Il y a un vrai choix entre un vote d’adhésion ou de raison, et une abstention du pire

Texte écrit par Valérie Zenatti, écrivaine, traductrice et scénariste pour le cinéma.

Quand il y a beaucoup de bruit, instinctivement, je me tais. Je ne sais pas crier. C’est peut-être pour ça que j’écris, entre autres raisons.

Je cherche les mots, je ne veux pas vous embêter avec un statut de plus sur la question qui agite tant nos esprits, nos conversations et nos murs ces derniers jours.
Mais me taire me semble coupable.

C’est mathématique, c’est simple : l’abstention profiterait à Marine Le Pen, car ses électeurs ne s’abstiendront pas.
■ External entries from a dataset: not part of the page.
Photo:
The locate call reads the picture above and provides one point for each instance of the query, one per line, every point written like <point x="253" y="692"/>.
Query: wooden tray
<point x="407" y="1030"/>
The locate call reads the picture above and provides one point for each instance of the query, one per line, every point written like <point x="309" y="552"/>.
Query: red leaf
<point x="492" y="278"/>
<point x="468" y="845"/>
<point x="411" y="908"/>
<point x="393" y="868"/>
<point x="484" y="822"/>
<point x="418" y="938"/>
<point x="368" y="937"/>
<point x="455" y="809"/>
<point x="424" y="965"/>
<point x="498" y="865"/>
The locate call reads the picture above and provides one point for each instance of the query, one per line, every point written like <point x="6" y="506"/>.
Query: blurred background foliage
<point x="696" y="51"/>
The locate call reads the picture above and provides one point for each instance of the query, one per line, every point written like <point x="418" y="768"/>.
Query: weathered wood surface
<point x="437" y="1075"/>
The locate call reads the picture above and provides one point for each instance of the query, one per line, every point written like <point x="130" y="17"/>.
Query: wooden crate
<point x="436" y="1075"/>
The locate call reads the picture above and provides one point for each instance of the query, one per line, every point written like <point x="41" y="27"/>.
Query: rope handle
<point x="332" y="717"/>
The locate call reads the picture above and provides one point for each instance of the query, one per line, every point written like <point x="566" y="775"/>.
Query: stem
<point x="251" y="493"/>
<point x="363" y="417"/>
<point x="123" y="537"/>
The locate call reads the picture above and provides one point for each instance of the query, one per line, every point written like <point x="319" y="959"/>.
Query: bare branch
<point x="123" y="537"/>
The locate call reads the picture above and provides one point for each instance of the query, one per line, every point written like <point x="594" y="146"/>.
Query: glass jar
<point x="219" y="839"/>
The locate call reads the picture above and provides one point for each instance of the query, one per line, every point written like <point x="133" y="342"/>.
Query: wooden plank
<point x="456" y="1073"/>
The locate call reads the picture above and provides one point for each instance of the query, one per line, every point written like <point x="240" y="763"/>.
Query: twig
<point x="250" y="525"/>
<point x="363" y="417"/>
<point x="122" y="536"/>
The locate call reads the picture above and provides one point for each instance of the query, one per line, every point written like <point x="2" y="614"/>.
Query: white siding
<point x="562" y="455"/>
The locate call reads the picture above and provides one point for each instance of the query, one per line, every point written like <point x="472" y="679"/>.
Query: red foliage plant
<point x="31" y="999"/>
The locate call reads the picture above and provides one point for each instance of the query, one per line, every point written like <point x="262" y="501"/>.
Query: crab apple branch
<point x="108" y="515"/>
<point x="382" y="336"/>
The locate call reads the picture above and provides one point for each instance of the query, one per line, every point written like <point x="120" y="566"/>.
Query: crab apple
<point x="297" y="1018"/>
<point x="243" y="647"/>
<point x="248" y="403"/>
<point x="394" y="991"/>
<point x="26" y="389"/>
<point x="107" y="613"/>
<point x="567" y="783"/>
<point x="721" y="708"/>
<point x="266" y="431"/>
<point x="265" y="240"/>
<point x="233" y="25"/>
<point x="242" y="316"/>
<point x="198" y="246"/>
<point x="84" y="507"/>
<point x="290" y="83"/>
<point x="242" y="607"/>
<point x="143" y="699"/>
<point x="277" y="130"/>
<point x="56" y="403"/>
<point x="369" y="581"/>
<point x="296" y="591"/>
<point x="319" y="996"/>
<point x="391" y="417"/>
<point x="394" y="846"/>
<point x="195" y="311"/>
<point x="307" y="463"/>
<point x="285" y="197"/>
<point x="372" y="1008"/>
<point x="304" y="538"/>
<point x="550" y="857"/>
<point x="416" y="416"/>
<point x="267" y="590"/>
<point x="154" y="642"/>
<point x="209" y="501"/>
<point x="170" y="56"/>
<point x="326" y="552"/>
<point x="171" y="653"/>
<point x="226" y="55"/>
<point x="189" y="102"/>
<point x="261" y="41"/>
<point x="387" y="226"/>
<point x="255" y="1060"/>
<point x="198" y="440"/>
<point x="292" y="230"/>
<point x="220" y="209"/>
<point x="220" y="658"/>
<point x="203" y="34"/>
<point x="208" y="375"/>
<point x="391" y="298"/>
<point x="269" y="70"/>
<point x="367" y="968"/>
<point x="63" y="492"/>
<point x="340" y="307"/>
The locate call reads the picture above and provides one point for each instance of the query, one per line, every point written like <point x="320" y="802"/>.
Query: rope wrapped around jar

La question n’est pas de savoir ce qui se passera dans 5 ans, mais là, dans dix jours.
Je ne peux pas imaginer que ceux qui fêteront la victoire sont ceux qui haïssent les Juifs, les Arabes, les homosexuels, les femmes libres, les hommes doux, ceux qui interdisent des livres dans les bibliothèques, ceux qui prêtent à l’autre, à celui qui ne leur ressemble pas, tous les maux de la terre, ceux qui pensent comme Marine Le Pen que les millions de réfugiés qui risquent leur vie en mer avec leurs enfants "n’ont qu’à rester se battre chez eux au lieu d’abandonner leur patrie". Et qu’on ne me dise pas qu’il s’agit d’un vote populaire, ouvrier, exaspéré. Pour ça, il y avait Mélenchon, (qu’on soit d’accord ou pas avec lui).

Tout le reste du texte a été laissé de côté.